For a visual representation, refer to the Enhanced Entity-Relationship (EER) diagram below:
Enhanced Entity-Relationship (EER) diagram
Database Schema
The database schema is accessible for utilisation in mariadb/schema.sql
file.
Simplified Deployment of the Dashboard in Kubernetes (opens in a new tab)
The database connection and configuration variables are initially transmitted via an environment variable.
The dashboard and database are discrete entities, and this functionality facilitates the straightforward deployment of the dashboard within a Kubernetes environment.
Preparation of data for presentation in the Dashboard
In order to gain access to the data, SQL queries have been written in the utility/db.py
file. Furthermore, the pymysql
python driver is utilised for this purpose.

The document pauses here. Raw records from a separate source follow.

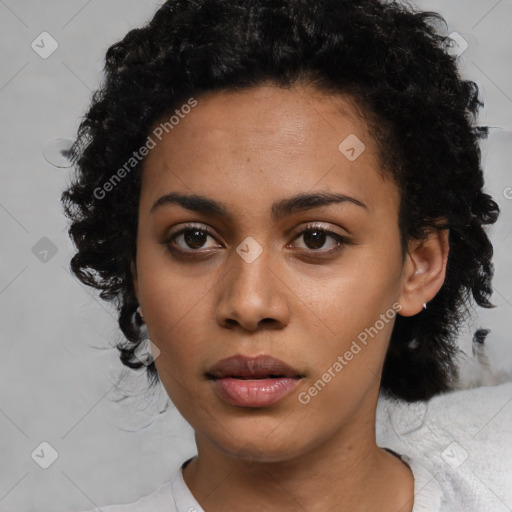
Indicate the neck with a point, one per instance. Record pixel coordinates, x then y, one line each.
348 471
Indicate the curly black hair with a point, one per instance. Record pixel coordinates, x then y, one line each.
390 58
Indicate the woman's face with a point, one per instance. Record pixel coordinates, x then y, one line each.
258 283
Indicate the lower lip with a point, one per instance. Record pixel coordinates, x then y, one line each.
254 392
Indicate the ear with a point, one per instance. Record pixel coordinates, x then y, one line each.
424 271
135 280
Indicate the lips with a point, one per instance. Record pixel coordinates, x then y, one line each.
253 381
259 367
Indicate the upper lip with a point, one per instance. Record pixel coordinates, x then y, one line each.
244 366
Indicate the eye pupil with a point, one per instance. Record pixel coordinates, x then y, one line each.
317 236
195 238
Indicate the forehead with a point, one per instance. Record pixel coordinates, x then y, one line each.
266 141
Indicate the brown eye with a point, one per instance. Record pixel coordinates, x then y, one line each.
315 238
189 239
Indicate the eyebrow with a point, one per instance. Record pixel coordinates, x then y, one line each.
280 209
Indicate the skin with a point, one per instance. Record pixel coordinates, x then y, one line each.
247 150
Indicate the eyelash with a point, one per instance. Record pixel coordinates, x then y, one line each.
341 241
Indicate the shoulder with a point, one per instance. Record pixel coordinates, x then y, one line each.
160 500
457 444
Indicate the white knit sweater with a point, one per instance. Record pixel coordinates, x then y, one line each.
458 445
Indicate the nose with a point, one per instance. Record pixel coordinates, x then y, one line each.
252 295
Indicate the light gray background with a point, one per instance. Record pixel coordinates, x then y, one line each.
57 370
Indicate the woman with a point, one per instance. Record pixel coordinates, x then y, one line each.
288 194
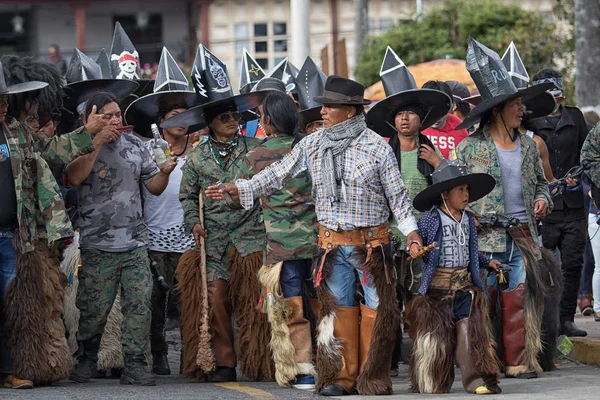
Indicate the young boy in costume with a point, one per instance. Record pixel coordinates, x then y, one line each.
451 293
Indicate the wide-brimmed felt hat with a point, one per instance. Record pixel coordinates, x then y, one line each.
449 175
19 87
84 78
401 91
493 81
342 91
171 90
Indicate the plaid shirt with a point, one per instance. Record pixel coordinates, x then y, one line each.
373 184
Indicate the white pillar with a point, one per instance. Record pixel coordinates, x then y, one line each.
300 31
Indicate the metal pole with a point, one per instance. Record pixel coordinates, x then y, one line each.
300 30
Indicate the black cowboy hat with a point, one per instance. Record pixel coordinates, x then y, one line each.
493 81
449 175
343 91
19 87
401 90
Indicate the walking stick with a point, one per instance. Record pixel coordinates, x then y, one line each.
205 358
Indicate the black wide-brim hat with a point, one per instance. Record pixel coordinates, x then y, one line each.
485 106
310 115
480 185
342 91
145 111
78 92
537 106
195 115
380 117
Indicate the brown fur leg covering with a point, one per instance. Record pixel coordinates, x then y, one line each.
432 333
375 377
189 286
252 348
553 280
533 304
33 305
329 348
483 347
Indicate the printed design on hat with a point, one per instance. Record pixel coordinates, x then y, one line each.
128 64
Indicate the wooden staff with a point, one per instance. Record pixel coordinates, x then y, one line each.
205 358
424 250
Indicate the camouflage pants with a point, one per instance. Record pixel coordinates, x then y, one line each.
99 277
166 264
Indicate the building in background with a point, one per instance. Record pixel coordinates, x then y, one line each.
224 26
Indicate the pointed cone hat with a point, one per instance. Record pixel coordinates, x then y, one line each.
401 90
171 91
213 87
493 81
84 78
104 62
310 83
285 72
19 87
251 73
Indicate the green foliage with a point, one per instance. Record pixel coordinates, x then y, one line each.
444 31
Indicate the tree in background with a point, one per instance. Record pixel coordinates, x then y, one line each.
443 33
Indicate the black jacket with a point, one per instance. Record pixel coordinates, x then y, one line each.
564 143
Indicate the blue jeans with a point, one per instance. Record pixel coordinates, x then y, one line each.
8 259
293 273
341 282
513 258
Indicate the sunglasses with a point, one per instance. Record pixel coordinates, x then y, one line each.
225 117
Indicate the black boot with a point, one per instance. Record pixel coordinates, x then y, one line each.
87 365
568 328
160 364
134 372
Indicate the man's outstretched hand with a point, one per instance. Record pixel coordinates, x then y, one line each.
216 192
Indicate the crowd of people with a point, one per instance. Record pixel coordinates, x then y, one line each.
301 256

The following steps must be followed in order to access the data:
1. Connecting to the database
In order to establish a connection with the database, our connection function has been defined as follows:
def connection():
return pymysql.connect(
host=DB_CONTAINER_NAME_OR_ADDRESS,
user=DB_USER,
password=DB_PASSWORD,
database=DB_NAME,
)
2. Defining the SQL queries
The subsequent stage of the process is to define the SQL query, for instance:
SELECT p.publication_year as 'Publication Year',
p.`type` as 'Publication Type', COUNT(DISTINCT p.id) as 'Total Number of Datasets'
FROM publication AS p
INNER JOIN reference AS r ON p.id = r.reference_to_id
INNER JOIN publication AS pr ON pr.id = r.reference_id
INNER JOIN center_has_publication AS pc ON pr.id = pc.publication_id
INNER JOIN center AS c ON pc.center_id = c.id
WHERE p.`type` = 'Dataset' AND r.`sub_type` = 'IsSupplementedBy' AND p.publication_year >= 2000
AND p.publication_year <= %s
GROUP BY p.publication_year
ORDER BY p.publication_year
3. Executing the queries
3.1. Function to execute
The following function enables the execution of queries and the storage of the resulting data in a data frame, which can then be accessed and utilised as required via the dashboard.
def get_dataframe(
query, args=None, success_message="Data Selection Successfully Done!"
):
conn = connection()
cursor = conn.cursor()
cursor.execute(query, args)
data = cursor.fetchall()
dataframe = pd.DataFrame(data, columns=[i[0] for i in cursor.description])
try:
conn.commit()
cursor.close()
print(success_message)
return dataframe
except pymysql.Error as err:
print(f"could not close connection error pymysql {err.args[0]}: {err.args[1]}")
conn.rollback()
cursor.close()
return None
3.2. Executing the function
The following illustrates the calling of the function that will execute the query and return a data frame, which can be utilized across the entire dashboard.
data_count_df = get_dataframe(
SELECT_DATASET_PUBLICATION_COUNT_QUERY,
args=[MAX_YEAR],
success_message="DATASET PUBLICATION COUNT queried successfully",
)
The objective has been to reuse the queried data as much as possible throughout the dashboard.